Friday, October 10, 2008

2008 Queer Studies Conference: A Multitude of Panels

It is frustrating to look at the synopses of various panels and want to go to all of them. There seem to be two to four panels for each time period.

I was wondering if anyone else would like to comment on the panels they have attended so those of us who did not get to attend that specific one could get a brief overview of the material.

For example, Friday afternoon at 2:45 to 3:45, I attended the Queer Art and Visual Culture panel by Catherine Lord and Richard Meyer. The panel was based on the book the two co-authored that will be released as a coffee table book, I believe by Phaidon. Lord focused on early lesbian artists she labeled "The Scribblers" whose writings tended to overshadow their artworks, but still contributed to a new queer art history. Some of these artists were Djuna Barnes, Bertha Harris, and Valentine Penrose.

Meyer focused on the specific pieces of art including "Sex-Terms Mobile" and "Friend of Dorothy 1943" which was created in the mid 1980's. To this end, he spoke of conscious backdating artwork as an act of embracing nostalgia and the dichotomy of embraced and disavowed history. He also spoke of the artwork that was produced as a reaction to a series of defacements and slashings of gay themed books in the San Francisco Public Library. Instead of destroying the mutilated texts, artists took the remains and transformed them.

I also went to the 4:00-5:30 panel about Queering US History. All three speakers were candid that the subjects on which they were speaking were relatively new avenues of inquiry for them. For example, Kyla Schuller focused on the first generation of female doctors in the United States who were overwhelming single and in living arrangements with other women, but stated that it was a new subject within the context of her dissertation about sympathetic medicine and its effect on the proto-eugenics movements. She also pointed to the proliferation of "Boston marriages" and the fact that this generation of female doctors changed the assumption of what a woman's place in the public sphere could be. She focused specifically on the Blackwell sisters, Emily and Elizabeth--particularly their opinions on what femininity should become in a Lamarkian framework in which it was believed that any traits improved in a parent could pass to the offspring.

L. Chase Smith spoke of the San Diego’s Panama-California Exposition (1915-1916). Smith focused on this specific exposition, but did argue that expositions, world's fairs, and amusement parks helped create a mass market of cultural, racial, and sexual mores. This particular exposition is a great example of the dual action of embracing virtue and condemning licenciousness and vice while allowing for profiteering from the titillation of the public.
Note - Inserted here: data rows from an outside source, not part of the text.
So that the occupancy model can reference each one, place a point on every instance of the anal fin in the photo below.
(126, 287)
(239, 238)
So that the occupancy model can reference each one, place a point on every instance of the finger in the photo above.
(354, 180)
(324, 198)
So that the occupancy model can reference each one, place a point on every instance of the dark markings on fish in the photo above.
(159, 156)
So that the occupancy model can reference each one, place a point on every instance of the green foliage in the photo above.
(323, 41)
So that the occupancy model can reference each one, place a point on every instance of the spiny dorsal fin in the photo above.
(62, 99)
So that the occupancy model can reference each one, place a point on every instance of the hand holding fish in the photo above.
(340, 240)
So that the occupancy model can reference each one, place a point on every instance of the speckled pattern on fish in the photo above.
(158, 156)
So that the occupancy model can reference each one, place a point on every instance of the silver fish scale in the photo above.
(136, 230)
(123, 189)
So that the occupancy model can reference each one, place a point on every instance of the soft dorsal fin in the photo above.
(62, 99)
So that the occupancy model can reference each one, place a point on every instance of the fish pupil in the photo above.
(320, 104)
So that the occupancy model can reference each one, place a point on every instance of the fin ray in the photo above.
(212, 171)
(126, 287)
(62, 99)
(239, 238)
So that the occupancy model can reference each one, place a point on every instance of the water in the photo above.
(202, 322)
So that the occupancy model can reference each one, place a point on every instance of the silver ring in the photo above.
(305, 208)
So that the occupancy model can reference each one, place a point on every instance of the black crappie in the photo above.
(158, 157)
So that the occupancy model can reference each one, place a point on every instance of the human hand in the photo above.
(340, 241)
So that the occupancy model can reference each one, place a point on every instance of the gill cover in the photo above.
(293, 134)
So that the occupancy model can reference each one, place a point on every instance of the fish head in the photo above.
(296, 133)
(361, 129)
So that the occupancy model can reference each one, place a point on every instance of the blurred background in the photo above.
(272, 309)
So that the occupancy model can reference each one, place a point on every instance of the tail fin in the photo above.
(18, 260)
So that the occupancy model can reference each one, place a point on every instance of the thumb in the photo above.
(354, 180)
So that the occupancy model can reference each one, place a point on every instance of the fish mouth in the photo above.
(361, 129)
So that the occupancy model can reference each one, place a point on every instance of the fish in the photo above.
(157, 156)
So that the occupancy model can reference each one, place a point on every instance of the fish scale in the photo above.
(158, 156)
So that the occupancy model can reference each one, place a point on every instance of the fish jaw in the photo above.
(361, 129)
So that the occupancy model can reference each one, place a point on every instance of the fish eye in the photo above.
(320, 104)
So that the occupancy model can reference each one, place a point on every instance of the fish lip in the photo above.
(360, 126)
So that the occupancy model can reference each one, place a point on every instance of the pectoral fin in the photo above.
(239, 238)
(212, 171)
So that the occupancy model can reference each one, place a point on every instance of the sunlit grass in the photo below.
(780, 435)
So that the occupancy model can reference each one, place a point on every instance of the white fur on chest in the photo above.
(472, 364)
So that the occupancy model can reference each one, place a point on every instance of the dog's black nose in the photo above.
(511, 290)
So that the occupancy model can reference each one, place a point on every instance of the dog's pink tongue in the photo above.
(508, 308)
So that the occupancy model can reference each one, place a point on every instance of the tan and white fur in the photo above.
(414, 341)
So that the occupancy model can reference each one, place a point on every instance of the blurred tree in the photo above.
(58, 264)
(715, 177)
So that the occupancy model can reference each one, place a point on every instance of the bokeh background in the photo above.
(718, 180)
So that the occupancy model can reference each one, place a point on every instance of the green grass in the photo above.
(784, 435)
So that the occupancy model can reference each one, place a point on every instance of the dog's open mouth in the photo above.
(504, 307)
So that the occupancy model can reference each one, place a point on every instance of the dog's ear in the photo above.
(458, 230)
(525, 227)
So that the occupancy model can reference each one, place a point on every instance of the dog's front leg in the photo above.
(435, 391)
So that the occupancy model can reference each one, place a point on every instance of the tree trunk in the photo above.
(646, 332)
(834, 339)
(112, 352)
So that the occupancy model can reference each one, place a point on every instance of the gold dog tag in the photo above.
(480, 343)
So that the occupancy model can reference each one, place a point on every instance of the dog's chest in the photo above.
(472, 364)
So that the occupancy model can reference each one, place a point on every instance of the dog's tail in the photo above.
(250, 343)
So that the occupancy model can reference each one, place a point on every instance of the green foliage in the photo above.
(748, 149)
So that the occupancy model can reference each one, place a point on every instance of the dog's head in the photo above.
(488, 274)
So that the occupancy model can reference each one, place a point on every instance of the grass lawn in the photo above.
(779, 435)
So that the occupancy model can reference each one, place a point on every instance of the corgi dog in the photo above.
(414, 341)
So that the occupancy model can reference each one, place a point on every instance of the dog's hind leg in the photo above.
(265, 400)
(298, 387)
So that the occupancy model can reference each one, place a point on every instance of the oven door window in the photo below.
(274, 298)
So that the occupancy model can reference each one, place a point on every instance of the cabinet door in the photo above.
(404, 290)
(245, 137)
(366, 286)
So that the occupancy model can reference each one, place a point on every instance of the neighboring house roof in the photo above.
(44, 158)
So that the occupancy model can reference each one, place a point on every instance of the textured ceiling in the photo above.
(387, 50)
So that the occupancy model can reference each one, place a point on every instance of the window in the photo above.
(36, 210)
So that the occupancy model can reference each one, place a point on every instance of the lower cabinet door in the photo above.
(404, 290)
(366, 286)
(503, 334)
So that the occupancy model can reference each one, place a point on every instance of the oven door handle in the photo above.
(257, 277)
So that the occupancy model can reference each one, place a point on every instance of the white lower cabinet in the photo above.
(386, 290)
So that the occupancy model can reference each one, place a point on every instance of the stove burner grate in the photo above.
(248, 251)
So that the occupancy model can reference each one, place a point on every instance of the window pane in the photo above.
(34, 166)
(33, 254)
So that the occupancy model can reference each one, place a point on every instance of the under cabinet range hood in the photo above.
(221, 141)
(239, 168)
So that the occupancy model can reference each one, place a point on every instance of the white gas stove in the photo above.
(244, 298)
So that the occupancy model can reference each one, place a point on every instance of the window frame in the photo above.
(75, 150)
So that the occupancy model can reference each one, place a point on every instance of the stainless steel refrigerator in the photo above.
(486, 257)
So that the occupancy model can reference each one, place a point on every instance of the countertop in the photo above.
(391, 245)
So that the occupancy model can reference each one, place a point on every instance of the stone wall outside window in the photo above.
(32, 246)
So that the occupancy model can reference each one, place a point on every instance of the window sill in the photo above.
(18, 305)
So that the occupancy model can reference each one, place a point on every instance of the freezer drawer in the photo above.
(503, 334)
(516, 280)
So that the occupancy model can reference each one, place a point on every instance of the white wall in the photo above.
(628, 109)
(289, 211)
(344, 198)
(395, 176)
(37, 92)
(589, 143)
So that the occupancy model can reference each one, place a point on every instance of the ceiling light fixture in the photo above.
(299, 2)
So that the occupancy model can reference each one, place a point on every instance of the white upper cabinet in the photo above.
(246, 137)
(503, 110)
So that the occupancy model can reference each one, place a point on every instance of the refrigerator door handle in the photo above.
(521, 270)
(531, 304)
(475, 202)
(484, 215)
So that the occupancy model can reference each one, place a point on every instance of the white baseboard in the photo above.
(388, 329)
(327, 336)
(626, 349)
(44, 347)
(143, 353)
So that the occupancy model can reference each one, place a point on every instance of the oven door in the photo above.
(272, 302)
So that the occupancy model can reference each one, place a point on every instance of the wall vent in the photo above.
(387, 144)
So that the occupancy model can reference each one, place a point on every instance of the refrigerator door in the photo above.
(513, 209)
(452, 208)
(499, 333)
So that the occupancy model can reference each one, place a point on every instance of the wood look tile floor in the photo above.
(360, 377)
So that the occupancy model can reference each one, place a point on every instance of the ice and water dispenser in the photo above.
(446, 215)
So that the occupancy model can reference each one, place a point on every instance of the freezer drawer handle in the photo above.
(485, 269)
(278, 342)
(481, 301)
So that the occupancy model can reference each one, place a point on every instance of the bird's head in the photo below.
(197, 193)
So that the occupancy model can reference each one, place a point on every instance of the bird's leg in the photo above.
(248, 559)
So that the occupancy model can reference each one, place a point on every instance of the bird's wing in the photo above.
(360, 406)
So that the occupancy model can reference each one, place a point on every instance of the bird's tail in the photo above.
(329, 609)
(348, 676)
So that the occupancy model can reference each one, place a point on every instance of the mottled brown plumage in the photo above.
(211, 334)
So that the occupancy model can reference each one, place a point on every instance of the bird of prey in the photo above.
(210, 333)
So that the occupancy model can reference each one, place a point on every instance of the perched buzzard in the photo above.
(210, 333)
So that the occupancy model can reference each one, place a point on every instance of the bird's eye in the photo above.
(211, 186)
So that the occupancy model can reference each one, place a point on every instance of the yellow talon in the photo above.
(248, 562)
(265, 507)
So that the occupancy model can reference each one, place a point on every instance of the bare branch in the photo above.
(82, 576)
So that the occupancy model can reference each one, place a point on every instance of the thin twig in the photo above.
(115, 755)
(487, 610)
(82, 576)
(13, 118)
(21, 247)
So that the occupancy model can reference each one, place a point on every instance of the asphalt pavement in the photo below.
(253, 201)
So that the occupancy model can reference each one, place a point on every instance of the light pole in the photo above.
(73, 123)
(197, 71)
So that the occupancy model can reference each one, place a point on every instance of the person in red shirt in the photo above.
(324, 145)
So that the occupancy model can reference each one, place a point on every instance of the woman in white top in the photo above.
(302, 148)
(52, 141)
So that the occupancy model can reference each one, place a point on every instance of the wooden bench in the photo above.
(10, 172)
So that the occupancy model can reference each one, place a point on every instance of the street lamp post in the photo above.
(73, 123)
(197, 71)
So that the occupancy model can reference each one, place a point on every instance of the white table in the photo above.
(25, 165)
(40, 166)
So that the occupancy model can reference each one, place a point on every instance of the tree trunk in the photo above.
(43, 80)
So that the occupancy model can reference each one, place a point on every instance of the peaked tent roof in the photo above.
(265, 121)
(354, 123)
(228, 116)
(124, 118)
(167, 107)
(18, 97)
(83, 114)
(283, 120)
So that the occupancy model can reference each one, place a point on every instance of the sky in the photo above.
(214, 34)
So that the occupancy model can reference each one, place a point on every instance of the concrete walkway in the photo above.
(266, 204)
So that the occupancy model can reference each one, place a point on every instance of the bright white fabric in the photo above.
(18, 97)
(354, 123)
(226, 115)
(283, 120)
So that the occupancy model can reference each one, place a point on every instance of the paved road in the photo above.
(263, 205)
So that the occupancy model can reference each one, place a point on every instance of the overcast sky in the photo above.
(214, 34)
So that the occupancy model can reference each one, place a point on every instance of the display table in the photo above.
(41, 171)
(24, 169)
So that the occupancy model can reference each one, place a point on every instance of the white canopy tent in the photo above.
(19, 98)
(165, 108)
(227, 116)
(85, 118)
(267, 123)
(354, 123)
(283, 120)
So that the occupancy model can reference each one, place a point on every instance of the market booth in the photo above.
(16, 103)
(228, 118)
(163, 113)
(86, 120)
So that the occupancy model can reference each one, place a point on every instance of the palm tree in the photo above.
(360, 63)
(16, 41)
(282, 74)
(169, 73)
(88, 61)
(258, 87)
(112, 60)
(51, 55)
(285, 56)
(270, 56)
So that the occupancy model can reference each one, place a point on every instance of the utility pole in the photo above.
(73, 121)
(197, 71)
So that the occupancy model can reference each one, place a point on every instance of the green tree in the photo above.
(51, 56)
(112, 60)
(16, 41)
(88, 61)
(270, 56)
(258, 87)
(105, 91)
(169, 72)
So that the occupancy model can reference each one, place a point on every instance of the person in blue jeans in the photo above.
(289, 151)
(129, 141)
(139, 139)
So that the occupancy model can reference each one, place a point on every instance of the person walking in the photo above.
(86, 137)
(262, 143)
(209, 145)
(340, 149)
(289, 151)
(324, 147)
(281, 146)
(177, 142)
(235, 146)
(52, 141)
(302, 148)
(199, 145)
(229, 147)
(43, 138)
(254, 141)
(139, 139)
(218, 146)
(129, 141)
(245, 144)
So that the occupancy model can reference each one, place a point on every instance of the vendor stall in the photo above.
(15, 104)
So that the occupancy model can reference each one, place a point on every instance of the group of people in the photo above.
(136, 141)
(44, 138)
Smith spoke of the daytrips planned to Tijuana and the rise of the vice industry there coupled with the clean-up of the vice districts in San Diego in anticipation of the fair. The two given examples were the Underground Chinatown and the Hawaiian Village pavilions. The Chinese exhibit was the only exhibit with wax figures rather than human beings. This coupled with the opium den atmosphere re-enforced predominant notions of Chinese immigrant centers being dens of iniquity. This exhibit allowed for a supposedly sanitized "slumming" trip for fair goers. Meanwhile, the Hawaiian Village had live female dancers who could represent the furthest edge of western expansionism and U.S. imperialism.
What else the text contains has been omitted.